We are quite interested in the important review by M. Parvizi and M.C. Harmsen, published on February 23, 2015, in Stem Cells and Development [1]. The authors pointed out that studies failed to explain the initial trigger and initiation of abdominal aortic aneurysm (AAA) in animal studies. The typical chicken or egg question also arouses our enormous interest. To answer this question, we successfully induce a novel model of enlarging AAA in rabbits by a combination of elastase incubation and aortic coarctation [2]. Our model successfully overcomes the self-healing phenomenon in elastase-induced AAA and indicated that hemodynamic change is vital to the initiation and progression of AAA by a certain mechanism. The onset of AAA diseases involves the activation of the endothelial cells [1]. A decreased endothelial recovery was shown in our experiment; perhaps, endothelial cells are vital to the initiation of AAA under the influence of hemodynamics.

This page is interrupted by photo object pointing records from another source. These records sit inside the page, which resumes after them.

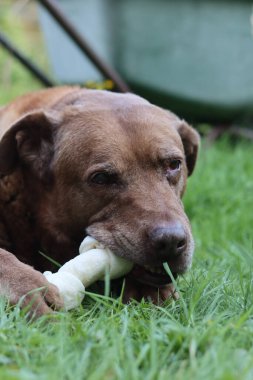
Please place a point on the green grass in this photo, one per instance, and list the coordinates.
(206, 334)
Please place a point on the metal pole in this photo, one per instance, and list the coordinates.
(79, 40)
(25, 62)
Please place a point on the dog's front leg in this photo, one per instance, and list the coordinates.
(21, 283)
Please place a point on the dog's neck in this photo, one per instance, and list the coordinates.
(22, 232)
(16, 224)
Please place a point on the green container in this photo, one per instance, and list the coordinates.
(194, 57)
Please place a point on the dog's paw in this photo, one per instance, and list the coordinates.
(23, 285)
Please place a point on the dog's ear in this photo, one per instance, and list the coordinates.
(29, 142)
(191, 143)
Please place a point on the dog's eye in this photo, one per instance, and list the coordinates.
(175, 165)
(173, 168)
(103, 178)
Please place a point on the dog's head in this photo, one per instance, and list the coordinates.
(113, 166)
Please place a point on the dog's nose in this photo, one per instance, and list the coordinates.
(168, 240)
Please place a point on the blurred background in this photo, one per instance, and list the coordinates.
(194, 57)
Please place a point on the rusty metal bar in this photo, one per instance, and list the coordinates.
(79, 40)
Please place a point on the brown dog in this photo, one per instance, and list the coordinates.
(76, 161)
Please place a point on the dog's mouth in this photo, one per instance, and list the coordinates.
(153, 276)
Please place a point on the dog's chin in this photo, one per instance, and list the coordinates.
(152, 276)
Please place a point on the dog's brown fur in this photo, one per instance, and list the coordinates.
(53, 144)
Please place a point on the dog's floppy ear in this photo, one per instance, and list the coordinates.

The authors pointed out that smooth muscle cells (SMCs), the main workhorse of an artery, not only serve a contractile role but in addition produce, deposit, and continuously remodel the vascular extracellular matrix. We quite appreciate this point and hypothesize that SMCs account for self-healing of AAA model. In our previous studies, matrix metalloproteinase (MMP)2 kept moderate expression during a 5-month follow-up [3], and a similar expression was shown in enlarging AAA; however, the increased expressions are not proportionate to the enlargement of AAA. Aneurysm develops after infusion of elastase due to an inflammatory cascade that ultimately leads to matrix degradation by MMPs. This classical theory indicates that MMPs play an evil role in AAA formation, and it seems scientific to treat AAA by inhibiting MMPs. However, we hypothesize that MMPs, especially MMP2, play a positive role in the complex remodeling of aneurysmal wall, which then cause a self-healing of AAA. Shen et al. found that MMP2 plays two opposing roles in aortic wall remodeling [4]. Interestingly, so many treatments, including the MMP inhibitor, achieved perfect results in animal studies; however, few are of benefit to human AAA diseases. It seems more reasonable to treat AAA by enhancing the repair progress of aneurysmal wall, such as promoting SMCs adjacent to aneurysm migration and proliferation to some rational degree. Besides, the “response to injury” hypothesis suggests that SMCs migrate and subsequently proliferate after injury, and the contractile SMCs be modulated back into the synthetic phenotype and participate in tissue repair [5]. It seems feasible and beneficial to promote and restore the phenotype of the affected medial SMCs.